WASHINGTON — The Federal Financial Oversight Council failed to “adhere to its own regulatory standards and the basic precepts of reasoned agency decision-making” in inappropriately designating MetLife as a systemically important financial institution (SIFI), the company argued in a filing to an appeals court last night.
The brief was filed in the U.S. Court of Appeals for the D.C. Circuit as MetLife continued to seek to block the company’s designation as a systemically important financial institution (SIFI).
Related: MetLife defends its SIFI challenge
The brief was a reply to the appeal by the FSOC June 15 of a lower court decision that held that the FSOC designation of MetLife was arbitrary and capricious.

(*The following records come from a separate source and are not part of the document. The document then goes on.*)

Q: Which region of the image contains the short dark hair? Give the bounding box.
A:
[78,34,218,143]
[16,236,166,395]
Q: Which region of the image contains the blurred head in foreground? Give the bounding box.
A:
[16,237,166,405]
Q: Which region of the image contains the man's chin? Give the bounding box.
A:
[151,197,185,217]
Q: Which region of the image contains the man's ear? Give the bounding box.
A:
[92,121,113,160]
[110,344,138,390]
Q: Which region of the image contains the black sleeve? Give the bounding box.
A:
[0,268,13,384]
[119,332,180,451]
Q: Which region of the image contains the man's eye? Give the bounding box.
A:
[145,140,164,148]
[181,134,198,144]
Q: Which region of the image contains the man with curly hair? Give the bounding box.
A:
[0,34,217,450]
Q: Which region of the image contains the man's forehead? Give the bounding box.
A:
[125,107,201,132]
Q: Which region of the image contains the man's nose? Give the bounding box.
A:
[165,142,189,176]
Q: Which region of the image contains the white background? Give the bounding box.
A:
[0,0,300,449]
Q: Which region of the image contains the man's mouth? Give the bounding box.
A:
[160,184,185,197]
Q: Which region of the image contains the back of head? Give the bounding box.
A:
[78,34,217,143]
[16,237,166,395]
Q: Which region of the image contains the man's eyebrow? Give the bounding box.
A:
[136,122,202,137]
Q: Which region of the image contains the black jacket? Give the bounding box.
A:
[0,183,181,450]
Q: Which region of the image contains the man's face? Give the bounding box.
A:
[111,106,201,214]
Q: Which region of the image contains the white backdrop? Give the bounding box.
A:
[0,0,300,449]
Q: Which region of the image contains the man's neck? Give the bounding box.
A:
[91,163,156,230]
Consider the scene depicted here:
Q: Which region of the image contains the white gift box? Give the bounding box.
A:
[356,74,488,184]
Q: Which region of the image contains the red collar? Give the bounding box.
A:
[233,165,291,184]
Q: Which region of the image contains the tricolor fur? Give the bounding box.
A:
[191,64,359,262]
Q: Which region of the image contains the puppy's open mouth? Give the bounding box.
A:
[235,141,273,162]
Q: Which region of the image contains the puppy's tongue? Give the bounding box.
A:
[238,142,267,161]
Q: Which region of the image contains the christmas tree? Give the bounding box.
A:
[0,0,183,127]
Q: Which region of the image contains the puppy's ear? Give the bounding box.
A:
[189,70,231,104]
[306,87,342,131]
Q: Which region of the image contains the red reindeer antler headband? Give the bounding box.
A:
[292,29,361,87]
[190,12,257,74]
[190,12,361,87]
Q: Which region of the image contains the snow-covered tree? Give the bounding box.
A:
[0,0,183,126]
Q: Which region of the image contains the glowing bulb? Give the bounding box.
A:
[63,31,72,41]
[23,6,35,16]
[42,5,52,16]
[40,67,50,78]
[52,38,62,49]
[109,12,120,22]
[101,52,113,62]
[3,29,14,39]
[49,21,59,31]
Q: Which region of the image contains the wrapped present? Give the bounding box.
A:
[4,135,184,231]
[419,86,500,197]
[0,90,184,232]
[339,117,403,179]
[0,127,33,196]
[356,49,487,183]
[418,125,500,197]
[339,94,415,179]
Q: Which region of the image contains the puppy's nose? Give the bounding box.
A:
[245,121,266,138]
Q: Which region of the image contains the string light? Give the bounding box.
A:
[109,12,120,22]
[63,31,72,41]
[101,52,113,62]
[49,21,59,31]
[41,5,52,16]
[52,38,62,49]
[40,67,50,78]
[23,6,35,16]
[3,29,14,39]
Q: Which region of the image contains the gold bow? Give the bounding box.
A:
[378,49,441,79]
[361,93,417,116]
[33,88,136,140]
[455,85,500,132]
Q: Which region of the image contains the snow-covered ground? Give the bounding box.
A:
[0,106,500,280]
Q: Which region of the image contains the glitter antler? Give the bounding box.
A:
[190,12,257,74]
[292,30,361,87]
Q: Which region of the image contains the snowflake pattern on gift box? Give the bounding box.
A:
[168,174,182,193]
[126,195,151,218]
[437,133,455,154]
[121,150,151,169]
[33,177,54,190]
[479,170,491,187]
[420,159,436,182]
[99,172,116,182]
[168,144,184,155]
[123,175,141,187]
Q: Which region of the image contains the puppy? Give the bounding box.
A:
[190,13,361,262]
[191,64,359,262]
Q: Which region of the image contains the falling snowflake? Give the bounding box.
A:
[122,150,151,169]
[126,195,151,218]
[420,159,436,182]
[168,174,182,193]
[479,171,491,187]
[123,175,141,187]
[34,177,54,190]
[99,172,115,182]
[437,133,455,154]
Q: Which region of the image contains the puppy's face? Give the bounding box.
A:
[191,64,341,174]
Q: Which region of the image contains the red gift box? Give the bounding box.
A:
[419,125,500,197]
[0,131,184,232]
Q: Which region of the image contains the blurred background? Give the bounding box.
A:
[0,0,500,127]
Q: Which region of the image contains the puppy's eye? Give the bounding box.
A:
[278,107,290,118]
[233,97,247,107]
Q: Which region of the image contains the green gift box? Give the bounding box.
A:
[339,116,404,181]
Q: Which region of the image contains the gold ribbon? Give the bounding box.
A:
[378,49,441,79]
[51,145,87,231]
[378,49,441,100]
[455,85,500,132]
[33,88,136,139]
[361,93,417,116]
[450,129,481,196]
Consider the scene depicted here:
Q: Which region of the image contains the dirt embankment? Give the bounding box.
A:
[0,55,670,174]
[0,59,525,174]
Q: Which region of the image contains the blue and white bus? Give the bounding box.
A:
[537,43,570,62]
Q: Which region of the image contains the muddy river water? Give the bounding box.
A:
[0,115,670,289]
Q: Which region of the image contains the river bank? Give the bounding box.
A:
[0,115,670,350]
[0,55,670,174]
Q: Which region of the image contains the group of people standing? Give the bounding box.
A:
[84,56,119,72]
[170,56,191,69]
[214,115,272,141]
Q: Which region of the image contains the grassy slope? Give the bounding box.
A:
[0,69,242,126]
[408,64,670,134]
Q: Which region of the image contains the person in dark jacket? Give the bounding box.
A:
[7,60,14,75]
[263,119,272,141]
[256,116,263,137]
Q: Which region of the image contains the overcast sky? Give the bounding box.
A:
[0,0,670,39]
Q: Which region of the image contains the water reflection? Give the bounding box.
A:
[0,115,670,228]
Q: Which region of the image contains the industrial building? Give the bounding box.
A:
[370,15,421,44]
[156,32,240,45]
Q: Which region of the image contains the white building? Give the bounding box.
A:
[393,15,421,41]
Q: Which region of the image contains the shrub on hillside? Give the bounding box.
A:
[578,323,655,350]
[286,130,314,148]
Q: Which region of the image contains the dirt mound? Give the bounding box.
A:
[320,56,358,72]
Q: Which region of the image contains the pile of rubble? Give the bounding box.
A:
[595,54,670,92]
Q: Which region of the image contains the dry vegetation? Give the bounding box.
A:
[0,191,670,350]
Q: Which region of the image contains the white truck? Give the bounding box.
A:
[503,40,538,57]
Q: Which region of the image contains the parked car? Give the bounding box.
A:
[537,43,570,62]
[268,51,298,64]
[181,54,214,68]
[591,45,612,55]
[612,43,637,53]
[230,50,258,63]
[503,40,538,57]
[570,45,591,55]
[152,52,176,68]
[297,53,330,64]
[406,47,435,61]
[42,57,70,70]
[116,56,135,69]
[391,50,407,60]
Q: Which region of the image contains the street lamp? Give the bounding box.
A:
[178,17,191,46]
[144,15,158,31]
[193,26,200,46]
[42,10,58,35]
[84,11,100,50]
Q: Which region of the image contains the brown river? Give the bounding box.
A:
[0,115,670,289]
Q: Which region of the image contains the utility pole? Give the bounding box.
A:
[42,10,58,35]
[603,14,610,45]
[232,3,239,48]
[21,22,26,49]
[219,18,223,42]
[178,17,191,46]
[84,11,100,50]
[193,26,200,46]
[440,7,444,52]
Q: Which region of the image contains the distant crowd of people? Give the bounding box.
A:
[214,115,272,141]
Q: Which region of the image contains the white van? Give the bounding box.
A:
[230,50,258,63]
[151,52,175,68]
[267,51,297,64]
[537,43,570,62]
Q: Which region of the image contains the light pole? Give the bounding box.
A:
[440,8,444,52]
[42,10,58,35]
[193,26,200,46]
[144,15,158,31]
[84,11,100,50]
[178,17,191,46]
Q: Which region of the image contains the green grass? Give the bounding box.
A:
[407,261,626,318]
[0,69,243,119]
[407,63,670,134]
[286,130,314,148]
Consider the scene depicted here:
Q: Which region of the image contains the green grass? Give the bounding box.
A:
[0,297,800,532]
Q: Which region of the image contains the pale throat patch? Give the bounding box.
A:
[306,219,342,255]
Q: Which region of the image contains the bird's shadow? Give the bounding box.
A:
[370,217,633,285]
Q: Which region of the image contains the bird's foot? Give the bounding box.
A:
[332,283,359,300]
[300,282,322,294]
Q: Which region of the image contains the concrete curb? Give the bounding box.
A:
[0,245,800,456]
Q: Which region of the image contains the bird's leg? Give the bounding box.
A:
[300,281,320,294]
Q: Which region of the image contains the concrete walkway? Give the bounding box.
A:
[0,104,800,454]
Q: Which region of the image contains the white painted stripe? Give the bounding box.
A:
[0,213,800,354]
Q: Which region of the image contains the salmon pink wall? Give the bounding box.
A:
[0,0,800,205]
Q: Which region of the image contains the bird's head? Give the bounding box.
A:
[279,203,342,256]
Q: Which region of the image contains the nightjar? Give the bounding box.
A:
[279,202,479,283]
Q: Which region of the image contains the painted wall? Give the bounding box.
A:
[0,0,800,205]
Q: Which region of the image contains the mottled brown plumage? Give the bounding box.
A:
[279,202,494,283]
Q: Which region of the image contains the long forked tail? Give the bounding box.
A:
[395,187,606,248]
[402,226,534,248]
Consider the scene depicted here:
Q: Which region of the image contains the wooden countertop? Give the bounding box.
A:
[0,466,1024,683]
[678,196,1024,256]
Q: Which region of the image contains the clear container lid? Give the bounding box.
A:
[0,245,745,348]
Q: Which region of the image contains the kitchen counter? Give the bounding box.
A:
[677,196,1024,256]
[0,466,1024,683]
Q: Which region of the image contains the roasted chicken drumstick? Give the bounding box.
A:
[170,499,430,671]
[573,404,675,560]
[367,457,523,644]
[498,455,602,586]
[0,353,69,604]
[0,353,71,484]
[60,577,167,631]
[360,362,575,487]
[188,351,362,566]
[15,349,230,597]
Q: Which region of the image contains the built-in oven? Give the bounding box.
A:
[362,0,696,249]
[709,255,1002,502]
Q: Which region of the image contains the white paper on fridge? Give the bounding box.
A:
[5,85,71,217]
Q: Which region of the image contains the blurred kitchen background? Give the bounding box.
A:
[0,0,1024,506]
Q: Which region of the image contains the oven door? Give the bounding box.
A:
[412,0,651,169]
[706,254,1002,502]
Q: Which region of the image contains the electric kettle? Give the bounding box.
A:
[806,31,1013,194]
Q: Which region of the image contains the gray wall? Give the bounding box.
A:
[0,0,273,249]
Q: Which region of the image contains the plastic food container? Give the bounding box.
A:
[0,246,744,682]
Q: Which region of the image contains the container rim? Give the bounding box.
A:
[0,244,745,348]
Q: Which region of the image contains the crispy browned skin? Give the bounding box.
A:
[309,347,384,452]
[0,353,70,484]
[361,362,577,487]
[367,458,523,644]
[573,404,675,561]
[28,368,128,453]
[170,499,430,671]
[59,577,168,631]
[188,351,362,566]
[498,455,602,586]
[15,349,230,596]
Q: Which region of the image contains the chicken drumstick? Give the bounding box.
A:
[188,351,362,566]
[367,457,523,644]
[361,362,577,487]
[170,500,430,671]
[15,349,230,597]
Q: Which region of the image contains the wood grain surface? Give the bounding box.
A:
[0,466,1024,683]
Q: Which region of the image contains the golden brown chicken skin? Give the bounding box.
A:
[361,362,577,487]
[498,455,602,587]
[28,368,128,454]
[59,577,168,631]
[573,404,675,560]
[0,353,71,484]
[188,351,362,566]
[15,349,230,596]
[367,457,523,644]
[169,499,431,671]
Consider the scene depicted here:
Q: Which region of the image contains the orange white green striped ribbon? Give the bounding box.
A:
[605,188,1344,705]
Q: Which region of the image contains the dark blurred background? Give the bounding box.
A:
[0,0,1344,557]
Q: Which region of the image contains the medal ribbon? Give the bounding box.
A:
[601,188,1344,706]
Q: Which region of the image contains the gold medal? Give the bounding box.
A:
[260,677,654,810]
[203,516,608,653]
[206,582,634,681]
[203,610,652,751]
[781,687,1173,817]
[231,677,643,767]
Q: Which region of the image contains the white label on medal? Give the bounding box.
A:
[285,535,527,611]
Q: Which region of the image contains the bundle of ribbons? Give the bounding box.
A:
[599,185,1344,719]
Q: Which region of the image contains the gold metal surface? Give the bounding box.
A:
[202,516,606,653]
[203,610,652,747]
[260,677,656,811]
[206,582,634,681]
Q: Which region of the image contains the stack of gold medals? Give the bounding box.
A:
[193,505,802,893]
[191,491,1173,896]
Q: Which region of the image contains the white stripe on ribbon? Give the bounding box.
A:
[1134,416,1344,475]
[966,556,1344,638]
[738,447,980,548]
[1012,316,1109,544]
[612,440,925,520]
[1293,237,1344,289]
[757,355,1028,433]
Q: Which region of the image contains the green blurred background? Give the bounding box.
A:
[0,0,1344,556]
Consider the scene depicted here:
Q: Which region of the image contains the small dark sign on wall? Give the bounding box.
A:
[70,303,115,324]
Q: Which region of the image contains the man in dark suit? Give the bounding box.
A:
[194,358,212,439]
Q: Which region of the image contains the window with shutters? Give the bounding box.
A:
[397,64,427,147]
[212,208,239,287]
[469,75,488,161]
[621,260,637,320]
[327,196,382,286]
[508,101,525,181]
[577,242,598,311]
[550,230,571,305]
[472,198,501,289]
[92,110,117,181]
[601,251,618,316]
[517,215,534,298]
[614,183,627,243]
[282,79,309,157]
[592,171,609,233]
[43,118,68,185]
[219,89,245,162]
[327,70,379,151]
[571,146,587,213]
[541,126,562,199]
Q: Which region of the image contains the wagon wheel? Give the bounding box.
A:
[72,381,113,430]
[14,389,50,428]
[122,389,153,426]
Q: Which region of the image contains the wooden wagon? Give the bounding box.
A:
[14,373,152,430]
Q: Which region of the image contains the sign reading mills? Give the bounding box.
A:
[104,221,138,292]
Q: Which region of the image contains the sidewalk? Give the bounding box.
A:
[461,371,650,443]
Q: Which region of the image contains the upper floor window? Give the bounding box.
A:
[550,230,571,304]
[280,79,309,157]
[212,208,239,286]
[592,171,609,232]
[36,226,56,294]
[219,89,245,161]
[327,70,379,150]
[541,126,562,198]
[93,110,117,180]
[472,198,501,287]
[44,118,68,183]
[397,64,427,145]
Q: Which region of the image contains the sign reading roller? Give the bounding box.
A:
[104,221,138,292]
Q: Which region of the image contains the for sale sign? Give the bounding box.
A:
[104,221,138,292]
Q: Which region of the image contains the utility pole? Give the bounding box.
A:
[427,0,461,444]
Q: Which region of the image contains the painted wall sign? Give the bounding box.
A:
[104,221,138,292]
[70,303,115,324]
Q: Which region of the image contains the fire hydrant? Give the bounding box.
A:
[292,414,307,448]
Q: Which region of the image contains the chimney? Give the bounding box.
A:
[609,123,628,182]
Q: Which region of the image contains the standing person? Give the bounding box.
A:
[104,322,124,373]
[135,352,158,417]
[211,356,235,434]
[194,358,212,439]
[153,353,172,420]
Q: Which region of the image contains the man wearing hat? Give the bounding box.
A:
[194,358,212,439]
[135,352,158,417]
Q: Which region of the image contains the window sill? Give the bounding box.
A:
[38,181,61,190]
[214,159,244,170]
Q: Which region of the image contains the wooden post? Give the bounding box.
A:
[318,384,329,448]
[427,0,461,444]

A ruling by Judge Rosemary Collyer on March 30 declared the government’s decision arbitrary and capricious, and had not taken into consideration the additional costs MetLife will bear as a SIFI, according to this latest filing.
The government is pushing for oral arguments in the case to be held in September, although no panel has yet been designated by the court to hear the case.
In its filing last night, MetLife said the district court simply required that FSOC adhere to its own regulatory standards and the basic precepts of reasoned agency decision-making.
Instead, the FSOC violated both the Dodd-Frank Act and fundamental principles of administrative law when it designated MetLife, MetLife argued in its brief.
“Having decided to target MetLife for designation, FSOC selectively applied the statutory criteria established by Congress, repeatedly departed from its own regulations in order to overcome MetLife’s evidence and analysis,” MetLife said in its reply brief.
Furthermore, the FSOC “consistently embraced unreasonable assumptions and counterfactual conjecture in the face of contrary historical examples,” MetLife said.